Friendship Heights ist der Bahnhof, den ich immer benutze, um ins Stadtzentrum zu fahren. So menschenleer wie jetzt habe ich ihn in der Rushhour noch nie erlebt – höchstens vielleicht am Thanksgiving Day im November, wenn die Amerikaner daheim um den Truthahn versammelt sind.

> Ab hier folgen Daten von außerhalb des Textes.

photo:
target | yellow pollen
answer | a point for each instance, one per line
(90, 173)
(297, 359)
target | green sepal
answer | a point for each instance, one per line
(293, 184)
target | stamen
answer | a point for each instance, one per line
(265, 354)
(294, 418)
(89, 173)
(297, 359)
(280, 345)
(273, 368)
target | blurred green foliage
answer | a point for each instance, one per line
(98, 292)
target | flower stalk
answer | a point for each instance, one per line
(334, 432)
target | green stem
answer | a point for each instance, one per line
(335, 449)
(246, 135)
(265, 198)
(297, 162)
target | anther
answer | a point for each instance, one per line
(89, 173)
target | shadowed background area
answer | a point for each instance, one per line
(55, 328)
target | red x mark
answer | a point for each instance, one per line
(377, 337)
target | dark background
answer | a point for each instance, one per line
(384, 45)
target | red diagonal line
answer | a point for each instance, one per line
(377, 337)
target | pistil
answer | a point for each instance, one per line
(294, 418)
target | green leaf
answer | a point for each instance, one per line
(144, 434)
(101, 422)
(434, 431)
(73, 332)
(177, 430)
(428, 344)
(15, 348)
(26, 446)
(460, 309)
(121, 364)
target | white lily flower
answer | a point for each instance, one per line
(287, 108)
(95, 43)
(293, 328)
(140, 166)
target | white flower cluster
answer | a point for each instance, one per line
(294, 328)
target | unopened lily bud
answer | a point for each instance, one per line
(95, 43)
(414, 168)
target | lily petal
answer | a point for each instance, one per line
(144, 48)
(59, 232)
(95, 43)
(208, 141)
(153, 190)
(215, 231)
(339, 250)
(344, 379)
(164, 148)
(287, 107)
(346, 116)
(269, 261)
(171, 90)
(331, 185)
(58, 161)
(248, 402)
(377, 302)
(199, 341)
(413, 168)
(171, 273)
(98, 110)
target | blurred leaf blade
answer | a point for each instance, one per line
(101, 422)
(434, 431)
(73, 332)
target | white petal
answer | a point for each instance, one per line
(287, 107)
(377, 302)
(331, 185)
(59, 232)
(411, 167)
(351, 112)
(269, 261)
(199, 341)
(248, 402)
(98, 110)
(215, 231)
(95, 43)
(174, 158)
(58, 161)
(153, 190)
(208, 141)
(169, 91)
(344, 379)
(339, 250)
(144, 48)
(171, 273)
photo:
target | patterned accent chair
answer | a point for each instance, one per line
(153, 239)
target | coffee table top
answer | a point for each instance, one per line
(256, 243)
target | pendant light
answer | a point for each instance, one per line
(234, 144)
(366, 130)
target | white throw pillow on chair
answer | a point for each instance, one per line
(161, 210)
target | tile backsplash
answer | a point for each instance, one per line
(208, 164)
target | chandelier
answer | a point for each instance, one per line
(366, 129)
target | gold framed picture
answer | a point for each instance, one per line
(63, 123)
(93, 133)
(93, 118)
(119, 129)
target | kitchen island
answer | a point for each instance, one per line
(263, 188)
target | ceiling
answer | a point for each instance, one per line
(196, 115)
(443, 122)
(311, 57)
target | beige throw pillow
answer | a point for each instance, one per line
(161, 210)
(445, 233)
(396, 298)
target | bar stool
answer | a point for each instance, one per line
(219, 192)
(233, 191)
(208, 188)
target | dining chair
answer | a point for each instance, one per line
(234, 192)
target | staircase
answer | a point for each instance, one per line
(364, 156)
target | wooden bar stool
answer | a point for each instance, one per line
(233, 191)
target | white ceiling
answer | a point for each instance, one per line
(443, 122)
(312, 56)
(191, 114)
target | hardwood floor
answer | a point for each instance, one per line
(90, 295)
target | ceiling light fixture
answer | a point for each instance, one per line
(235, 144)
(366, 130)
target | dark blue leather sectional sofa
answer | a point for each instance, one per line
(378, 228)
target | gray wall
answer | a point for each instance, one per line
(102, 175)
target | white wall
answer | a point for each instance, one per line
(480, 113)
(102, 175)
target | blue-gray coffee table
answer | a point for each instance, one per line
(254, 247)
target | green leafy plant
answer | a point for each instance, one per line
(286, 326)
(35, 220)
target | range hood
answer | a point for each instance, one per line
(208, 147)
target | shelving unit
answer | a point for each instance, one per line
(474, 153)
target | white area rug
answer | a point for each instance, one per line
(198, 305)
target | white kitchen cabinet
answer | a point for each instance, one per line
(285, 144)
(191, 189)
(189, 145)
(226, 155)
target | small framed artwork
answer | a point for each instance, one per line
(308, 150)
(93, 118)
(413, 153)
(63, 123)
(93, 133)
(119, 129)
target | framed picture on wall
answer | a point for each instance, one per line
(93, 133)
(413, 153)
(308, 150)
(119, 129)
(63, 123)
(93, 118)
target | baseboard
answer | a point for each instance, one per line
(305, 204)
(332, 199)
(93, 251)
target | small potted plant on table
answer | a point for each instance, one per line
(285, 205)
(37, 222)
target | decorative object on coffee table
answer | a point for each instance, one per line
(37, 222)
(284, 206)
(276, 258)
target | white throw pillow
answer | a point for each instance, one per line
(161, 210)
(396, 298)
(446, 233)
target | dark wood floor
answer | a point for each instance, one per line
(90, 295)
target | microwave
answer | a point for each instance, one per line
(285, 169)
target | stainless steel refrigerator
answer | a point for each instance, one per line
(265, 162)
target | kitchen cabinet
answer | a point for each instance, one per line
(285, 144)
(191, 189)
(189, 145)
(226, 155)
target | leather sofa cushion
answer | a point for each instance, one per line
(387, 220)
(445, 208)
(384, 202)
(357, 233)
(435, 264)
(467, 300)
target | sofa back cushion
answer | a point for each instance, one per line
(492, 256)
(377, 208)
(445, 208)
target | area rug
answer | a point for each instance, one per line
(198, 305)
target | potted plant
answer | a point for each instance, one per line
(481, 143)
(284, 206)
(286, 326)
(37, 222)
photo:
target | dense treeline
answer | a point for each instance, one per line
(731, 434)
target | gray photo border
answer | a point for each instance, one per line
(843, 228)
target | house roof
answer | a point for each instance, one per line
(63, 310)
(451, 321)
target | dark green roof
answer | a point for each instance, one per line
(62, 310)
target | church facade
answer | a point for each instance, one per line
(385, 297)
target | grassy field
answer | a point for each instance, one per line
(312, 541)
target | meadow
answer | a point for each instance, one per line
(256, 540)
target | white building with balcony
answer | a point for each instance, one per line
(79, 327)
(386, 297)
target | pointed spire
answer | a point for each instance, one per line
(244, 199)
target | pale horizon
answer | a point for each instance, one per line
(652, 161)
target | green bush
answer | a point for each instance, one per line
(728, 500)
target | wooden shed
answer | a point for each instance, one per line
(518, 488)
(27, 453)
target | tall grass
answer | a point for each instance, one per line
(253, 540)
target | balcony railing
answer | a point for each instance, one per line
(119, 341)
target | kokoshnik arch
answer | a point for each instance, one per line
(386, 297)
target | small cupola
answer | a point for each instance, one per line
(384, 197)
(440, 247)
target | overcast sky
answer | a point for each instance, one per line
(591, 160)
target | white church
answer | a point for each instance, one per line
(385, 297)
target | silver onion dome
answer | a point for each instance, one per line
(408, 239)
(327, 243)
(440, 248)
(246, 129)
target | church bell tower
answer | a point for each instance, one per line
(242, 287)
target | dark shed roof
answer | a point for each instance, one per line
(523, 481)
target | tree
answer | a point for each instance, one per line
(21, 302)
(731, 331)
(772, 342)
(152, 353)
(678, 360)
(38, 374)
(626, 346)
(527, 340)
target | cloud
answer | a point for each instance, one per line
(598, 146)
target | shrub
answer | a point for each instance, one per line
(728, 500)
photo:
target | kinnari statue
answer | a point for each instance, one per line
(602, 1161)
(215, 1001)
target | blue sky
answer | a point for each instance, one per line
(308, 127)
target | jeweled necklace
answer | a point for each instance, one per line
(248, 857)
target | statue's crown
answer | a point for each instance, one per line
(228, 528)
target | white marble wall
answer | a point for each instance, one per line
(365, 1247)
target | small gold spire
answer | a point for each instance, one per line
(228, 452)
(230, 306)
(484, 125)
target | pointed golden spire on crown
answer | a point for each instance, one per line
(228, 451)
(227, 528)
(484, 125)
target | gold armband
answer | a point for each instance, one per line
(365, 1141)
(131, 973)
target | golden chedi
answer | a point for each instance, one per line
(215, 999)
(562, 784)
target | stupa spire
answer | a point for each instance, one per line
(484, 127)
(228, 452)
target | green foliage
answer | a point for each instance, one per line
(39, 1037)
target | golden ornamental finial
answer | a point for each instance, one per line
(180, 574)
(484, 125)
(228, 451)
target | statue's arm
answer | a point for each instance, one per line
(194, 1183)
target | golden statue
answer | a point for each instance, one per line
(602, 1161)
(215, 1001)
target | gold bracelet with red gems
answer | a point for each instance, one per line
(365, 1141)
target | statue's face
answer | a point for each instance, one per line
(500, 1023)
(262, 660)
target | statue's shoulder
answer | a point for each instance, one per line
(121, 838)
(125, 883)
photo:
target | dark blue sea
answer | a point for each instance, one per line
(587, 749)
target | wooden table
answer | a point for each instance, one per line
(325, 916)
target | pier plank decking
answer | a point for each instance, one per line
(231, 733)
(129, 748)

Nicht dass es irgendwo Sperren gäbe. Der Zugbetrieb läuft, wenn auch nur im Sonntagstakt. Aber kaum einer setzt sich jetzt noch in einen Waggon. Abwechselnd mit der Kirschblüten-Warnung ist auf der Anzeige übrigens folgender Spruch zu lesen: "Keep calm and wash your hands." Daneben dasselbe auf Spanisch.

Sechs Fuß Abstand

An der Rezeption unseres Hochhauses hat jemand mit weißem Klebeband auf dem Fußboden den Bereich markiert, den man nicht betreten darf, um die Rezeptionistin nicht zu gefährden. Sechs Fuß Abstand sind zu halten, ungefähr 1,80 Meter, wenn man mit ihr spricht, um sich etwa bei Amazon bestellte Pakete herausgeben zu lassen – was sich inzwischen zu ihrer Hauptaufgabe entwickelt hat. Auf das Band jedenfalls hat dieser Jemand mit rotem und schwarzem Filzstift orientalisch anmutende Ornamente gemalt. Sehr geschmackvoll, ein kleines Kunstwerk für sich.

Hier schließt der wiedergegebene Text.